I ask them(HR) when i will get visa he replied "you need to wait". After 15 days i mail them regarding visa they told me that"recruitment is on hold need to wait". On 31/03/2016 I got a call from HR he told me that "u can expect visa in last week of MAY ". As he said i got call from HR team he told me that " be ready in 10 days we are sending visa ", But after 10 days also i didn't get i called to them they replied " your documents are on hold, anything can be expect after RAMADAN only", last week i spoke to HR now he is telling this month end u will get visa.

Today i mail to HR regarding updates on visa status but he is not responding.

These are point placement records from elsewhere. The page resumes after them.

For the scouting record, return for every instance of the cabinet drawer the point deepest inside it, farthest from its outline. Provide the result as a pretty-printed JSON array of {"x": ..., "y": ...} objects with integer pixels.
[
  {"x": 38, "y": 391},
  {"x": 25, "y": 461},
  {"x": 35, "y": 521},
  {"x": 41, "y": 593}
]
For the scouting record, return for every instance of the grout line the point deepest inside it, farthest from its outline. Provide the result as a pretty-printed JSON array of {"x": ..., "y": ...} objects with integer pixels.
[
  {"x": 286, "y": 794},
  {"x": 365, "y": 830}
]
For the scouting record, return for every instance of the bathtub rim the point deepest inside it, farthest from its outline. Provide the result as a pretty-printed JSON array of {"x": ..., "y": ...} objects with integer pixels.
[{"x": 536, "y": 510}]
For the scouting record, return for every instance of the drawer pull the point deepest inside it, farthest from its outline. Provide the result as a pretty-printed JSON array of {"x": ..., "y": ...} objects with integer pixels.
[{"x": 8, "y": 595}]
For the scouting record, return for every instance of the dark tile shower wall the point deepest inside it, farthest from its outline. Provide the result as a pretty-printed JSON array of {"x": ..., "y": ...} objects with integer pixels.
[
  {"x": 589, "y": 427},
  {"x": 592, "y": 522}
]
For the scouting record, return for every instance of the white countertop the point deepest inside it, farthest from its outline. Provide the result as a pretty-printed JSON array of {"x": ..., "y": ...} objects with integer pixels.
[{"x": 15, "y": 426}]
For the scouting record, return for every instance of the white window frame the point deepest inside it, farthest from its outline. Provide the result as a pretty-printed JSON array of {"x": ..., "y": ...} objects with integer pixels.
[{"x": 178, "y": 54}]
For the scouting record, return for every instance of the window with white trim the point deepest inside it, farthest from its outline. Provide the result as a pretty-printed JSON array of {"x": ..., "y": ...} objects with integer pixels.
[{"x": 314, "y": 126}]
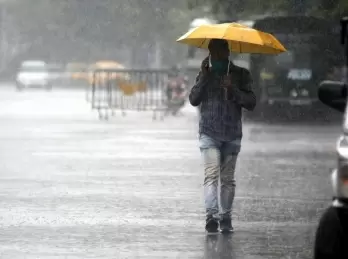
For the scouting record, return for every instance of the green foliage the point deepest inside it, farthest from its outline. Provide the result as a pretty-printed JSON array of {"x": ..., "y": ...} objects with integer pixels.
[{"x": 236, "y": 9}]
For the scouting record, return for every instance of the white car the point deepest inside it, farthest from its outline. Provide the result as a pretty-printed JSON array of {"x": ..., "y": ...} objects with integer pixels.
[{"x": 33, "y": 74}]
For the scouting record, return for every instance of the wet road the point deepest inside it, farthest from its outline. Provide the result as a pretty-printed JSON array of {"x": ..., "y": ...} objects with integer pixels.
[{"x": 72, "y": 186}]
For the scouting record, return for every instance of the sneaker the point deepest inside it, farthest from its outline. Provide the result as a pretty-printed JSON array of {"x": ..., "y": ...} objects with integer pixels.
[
  {"x": 211, "y": 225},
  {"x": 226, "y": 225}
]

My doubt is that ''why they are taking too much time'' or ''are they lying on me''. I'm waiting for this job from last 10 months and from last 2 months i didn't have job.
Please help me out..Thanks!


----------



## dreamjob (Mar 1, 2016)

hi, n which company u got selected? is it any adnoc group of companies? the same story i have been also heard from my co hr, i am also waiting near to 6 months. u still stays n UAE or leave ? for applying new visa u should cancel ur present visa, den most probably with in 15 days u get new visa. its my knowledge 



khalid sha said:


> Dear All,
> 
> hi, i had applied for electrical supervisor post in one of reputed co. of abu dhabi on 24/10/2015 and they taken telephonic technical interview on 31/10/2015, After 15 days i got email stated that " you have been selected for HR round and our HR team will contact you soon". On 24/02/2016 i got a call from hr team salary discussion and all is done, On 28/02/2016 i got an offer latter which i accepted and send them related documents like passport,certificates,payslip..etc.
> 
> ...


----------



## khalid sha (Jul 21, 2016)

hello, now I'm in India waiting for employment visa which is sponsoring by company.

My doubt is that ''why they are taking too much time'' or ''are they lying on me''. I'm waiting for this job from last 10 months and from last 2 months i didn't have job.
Please help me out..Thanks!


----------